Jane Wiswell Pegel

Personal information
- Born: June 28, 1933 Elkhorn, Wisconsin, U.S.
- Died: June 6, 2026 (aged 92) Lake Geneva, Wisconsin, U.S.

Sailing career
- Sport: Sailing
- College team: University of Wisconsin
- Club: Skeeter Ice Boat Club Lake Geneva Yacht Club

= Jane Pegel =

American sailor (1933–2026)

Jane Wiswell Pegel (June 28, 1933 – June 6, 2026) was an American sailor, on water and on ice, who was elected into the United States' National Sailing Hall of Fame in 2021.

==Sailing history==
Pegel grew up on Williams Bay in Wisconsin and graduated from Williams Bay High School in 1961. She learned ice boat racing in a Skeeter and in her first race in 1948, she recalled being first to the wind mark, but then not being able to finish because she did not know how to sail downwind. In 1957, she changed to the International DN ice boat. In 1960, she became the first woman to win the annual International DN championship and she won her first North American championship in the class; she won again in 1963. While Pegel sometimes skis, during a 1965 interview published in Sports Illustrated, she noted
...one day of iceboating and you're ready to burn your skis
— Jane Pegel

In the summer, Pegel races in the M-16 Scow class at the Lake Geneva Yacht Club where she has also been involved in the junior program as an instructor and as President of the board of directors. In 1957 and again in 1964, Pegel won the Mrs. Charles Francis Adams Trophy, the United States' Women's Sailing Championship. She won the United States' Women's Singlehanded championship, the Allegra Knapp Mertz trophy, in 1974 and was named US Sailor of the Year three times (1964, 1971, 1972). She also raced, and won championships, in the X Class, C Scow, M Scow and DN Ice boat classes.
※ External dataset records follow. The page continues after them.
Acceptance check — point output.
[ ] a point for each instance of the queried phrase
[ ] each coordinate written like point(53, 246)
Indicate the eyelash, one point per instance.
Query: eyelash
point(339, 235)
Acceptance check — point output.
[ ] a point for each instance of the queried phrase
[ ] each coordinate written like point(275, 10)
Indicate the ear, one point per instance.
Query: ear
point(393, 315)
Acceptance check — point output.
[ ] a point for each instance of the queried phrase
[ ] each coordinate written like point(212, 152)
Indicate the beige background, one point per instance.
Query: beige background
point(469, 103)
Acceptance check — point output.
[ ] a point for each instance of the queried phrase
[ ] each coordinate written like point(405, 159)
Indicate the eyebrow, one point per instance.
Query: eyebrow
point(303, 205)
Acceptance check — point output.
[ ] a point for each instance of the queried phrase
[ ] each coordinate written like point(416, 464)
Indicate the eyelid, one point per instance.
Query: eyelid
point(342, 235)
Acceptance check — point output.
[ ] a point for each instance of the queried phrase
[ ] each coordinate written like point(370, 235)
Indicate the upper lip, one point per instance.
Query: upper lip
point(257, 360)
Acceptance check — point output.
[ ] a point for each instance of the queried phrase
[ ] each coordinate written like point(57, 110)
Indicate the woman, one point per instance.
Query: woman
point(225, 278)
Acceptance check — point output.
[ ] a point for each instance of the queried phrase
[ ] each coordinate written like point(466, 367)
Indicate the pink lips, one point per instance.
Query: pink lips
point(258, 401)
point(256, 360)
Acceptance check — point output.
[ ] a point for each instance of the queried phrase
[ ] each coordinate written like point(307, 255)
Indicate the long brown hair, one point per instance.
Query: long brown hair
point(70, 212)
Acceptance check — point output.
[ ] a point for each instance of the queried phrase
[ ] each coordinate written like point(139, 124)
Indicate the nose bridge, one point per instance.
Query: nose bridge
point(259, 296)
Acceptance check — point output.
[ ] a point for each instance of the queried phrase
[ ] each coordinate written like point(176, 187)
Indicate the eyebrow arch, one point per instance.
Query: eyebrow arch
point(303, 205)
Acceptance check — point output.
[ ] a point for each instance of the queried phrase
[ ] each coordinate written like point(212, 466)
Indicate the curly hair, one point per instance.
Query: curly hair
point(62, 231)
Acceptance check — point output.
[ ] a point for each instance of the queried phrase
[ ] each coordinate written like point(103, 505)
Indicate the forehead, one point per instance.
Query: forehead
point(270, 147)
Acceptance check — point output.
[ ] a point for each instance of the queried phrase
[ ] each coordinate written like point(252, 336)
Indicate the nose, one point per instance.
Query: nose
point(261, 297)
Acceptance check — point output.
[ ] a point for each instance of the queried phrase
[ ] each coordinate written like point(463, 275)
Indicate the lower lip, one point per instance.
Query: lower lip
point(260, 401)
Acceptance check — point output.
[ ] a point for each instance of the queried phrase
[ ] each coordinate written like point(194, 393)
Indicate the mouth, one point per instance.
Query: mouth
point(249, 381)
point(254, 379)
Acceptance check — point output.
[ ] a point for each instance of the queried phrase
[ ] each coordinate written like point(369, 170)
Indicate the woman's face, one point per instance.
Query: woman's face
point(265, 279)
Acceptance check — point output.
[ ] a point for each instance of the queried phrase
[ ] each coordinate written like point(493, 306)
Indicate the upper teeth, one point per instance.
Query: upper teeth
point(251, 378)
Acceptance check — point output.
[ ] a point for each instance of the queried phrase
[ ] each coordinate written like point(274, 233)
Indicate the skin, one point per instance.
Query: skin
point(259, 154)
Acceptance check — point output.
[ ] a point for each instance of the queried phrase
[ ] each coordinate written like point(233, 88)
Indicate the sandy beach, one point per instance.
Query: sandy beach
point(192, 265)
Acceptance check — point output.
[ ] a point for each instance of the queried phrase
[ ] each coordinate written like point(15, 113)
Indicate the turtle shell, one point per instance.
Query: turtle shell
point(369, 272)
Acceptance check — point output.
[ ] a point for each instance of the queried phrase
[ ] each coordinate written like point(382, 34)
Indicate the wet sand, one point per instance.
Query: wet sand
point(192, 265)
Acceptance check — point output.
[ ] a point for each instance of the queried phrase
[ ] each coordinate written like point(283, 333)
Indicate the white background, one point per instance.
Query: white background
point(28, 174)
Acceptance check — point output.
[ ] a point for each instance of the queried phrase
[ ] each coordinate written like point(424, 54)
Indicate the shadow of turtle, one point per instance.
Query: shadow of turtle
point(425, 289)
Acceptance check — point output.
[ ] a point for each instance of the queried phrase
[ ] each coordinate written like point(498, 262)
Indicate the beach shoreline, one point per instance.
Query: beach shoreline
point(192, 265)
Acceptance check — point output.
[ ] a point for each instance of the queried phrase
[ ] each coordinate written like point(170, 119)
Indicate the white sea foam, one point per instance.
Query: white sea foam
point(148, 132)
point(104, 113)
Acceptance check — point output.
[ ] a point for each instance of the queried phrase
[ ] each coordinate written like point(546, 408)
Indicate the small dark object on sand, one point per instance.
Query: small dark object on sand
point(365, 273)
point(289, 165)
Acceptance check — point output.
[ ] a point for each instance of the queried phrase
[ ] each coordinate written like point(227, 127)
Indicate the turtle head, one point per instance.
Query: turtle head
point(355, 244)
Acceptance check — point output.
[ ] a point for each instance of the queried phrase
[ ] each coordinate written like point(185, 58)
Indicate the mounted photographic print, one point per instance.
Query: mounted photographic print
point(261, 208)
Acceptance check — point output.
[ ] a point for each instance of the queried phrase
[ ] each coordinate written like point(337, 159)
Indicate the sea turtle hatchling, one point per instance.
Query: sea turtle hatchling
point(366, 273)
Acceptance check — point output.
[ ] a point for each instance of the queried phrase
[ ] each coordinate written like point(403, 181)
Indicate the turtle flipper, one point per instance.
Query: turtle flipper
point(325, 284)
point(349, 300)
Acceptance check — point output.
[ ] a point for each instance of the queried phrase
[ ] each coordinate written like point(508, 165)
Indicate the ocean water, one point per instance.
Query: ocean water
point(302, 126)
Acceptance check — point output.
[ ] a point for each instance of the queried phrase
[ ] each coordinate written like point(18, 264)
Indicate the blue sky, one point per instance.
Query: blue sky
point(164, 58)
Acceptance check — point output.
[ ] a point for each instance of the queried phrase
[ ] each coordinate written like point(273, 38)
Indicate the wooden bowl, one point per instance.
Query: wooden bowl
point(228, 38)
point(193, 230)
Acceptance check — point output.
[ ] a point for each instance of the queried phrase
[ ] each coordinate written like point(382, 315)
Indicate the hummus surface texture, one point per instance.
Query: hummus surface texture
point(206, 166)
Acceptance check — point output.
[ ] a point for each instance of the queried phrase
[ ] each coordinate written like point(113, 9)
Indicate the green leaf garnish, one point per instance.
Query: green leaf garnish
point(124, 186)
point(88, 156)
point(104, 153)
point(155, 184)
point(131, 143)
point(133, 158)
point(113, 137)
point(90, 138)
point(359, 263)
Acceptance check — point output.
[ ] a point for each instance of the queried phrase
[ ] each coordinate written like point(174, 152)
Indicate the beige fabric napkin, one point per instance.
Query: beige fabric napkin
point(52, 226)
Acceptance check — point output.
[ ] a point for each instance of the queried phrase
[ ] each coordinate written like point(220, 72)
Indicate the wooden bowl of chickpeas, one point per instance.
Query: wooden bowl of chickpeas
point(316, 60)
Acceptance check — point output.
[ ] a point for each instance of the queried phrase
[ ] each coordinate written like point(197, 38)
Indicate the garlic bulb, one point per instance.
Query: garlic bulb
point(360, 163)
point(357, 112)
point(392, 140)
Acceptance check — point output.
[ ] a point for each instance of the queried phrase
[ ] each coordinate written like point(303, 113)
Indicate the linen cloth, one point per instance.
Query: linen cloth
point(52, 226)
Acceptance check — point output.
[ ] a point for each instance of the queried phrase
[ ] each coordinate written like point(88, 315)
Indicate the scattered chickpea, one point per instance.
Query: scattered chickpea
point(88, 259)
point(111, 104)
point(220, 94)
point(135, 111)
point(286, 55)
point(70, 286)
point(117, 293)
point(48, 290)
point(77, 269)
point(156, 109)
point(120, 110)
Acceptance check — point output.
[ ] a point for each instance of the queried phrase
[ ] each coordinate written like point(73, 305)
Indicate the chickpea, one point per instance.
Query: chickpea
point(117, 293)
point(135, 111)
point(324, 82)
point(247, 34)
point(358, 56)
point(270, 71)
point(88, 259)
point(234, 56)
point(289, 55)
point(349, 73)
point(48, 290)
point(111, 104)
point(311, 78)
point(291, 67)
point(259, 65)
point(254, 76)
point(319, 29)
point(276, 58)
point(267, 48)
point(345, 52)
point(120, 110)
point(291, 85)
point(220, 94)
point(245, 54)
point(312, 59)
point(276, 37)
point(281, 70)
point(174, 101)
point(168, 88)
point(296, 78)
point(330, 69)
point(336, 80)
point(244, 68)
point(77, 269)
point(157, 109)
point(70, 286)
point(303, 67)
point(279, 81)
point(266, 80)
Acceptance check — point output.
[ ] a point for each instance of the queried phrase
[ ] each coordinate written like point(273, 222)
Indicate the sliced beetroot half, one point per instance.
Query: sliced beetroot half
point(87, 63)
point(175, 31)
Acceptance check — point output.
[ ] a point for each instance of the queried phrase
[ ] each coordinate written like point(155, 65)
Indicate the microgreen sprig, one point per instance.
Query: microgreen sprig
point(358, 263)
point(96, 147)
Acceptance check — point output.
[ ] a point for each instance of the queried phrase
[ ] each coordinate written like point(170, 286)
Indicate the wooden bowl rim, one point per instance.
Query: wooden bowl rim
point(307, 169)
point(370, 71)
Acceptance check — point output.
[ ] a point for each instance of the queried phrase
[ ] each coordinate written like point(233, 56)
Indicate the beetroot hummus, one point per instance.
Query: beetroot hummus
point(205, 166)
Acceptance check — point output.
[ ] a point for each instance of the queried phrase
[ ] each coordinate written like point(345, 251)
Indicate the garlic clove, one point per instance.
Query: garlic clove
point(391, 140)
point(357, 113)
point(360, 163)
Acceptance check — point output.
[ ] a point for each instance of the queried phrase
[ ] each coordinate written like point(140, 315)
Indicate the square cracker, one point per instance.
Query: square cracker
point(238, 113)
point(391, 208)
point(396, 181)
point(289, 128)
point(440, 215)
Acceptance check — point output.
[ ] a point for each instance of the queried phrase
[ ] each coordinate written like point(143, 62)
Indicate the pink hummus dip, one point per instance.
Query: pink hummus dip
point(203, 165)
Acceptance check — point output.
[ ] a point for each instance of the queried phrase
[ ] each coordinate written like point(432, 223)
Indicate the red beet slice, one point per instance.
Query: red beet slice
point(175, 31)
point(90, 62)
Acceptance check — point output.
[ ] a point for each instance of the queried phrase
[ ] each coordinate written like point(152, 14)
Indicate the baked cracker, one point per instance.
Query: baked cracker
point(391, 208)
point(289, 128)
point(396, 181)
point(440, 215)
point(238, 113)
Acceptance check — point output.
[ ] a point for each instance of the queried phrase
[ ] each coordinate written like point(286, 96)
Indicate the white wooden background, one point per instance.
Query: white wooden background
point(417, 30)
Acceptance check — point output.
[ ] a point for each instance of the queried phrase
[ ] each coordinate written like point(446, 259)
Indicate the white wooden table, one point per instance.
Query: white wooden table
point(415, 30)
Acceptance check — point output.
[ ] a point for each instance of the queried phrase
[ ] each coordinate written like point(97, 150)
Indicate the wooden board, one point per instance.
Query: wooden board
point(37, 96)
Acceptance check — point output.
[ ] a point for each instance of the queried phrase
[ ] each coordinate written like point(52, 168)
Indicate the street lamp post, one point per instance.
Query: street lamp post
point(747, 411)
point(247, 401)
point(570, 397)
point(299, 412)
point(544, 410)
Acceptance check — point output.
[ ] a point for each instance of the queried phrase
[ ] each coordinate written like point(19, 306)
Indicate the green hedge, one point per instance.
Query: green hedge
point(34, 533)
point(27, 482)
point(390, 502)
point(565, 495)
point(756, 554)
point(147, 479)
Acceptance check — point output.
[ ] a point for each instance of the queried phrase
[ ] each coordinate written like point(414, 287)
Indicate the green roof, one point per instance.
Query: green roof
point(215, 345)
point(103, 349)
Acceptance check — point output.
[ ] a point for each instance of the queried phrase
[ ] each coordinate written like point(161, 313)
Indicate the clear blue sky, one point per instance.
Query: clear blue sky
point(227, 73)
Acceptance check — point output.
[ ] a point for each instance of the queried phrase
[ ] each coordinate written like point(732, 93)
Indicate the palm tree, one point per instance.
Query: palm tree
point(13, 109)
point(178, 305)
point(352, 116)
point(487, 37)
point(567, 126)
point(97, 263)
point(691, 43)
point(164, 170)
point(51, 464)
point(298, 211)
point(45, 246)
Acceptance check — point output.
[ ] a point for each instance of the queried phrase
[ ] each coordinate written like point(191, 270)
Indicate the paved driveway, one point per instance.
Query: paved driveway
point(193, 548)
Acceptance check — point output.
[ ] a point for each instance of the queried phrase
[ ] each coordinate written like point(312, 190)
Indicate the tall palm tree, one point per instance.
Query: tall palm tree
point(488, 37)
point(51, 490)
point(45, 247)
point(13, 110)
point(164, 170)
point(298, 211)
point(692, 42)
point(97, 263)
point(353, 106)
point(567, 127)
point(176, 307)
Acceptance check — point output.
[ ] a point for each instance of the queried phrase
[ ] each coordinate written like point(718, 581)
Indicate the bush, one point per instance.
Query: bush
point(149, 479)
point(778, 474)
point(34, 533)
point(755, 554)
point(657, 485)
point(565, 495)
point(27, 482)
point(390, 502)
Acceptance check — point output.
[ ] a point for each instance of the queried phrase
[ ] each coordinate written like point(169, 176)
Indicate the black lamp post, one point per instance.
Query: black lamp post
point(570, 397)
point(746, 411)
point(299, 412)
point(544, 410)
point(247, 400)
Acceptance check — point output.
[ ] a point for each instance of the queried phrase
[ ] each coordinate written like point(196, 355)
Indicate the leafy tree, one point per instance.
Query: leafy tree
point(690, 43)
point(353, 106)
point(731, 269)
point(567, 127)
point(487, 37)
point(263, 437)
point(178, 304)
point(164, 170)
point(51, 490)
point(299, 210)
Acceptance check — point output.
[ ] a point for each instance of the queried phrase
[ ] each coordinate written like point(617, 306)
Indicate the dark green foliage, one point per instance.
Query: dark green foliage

==Personal life and death==
Pegel's husband, Bob Pegel, was also a sailor and they raced together in the E Scow class, splitting the skippering duties between the upwind and downwind legs. They ran a shop where they restored vintage ice boats so they were ready to be sailed. She graduated from the University of Wisconsin–Madison in 1955.

Pegel died in Lake Geneva, Wisconsin, on June 6, 2026, at the age of 92.

==Awards==
In 2008, Pegel was elected to the Inland Lake Yachting Association Hall of Fame. Pegel was elected into the United States' National Sailing Hall of Fame in 2021.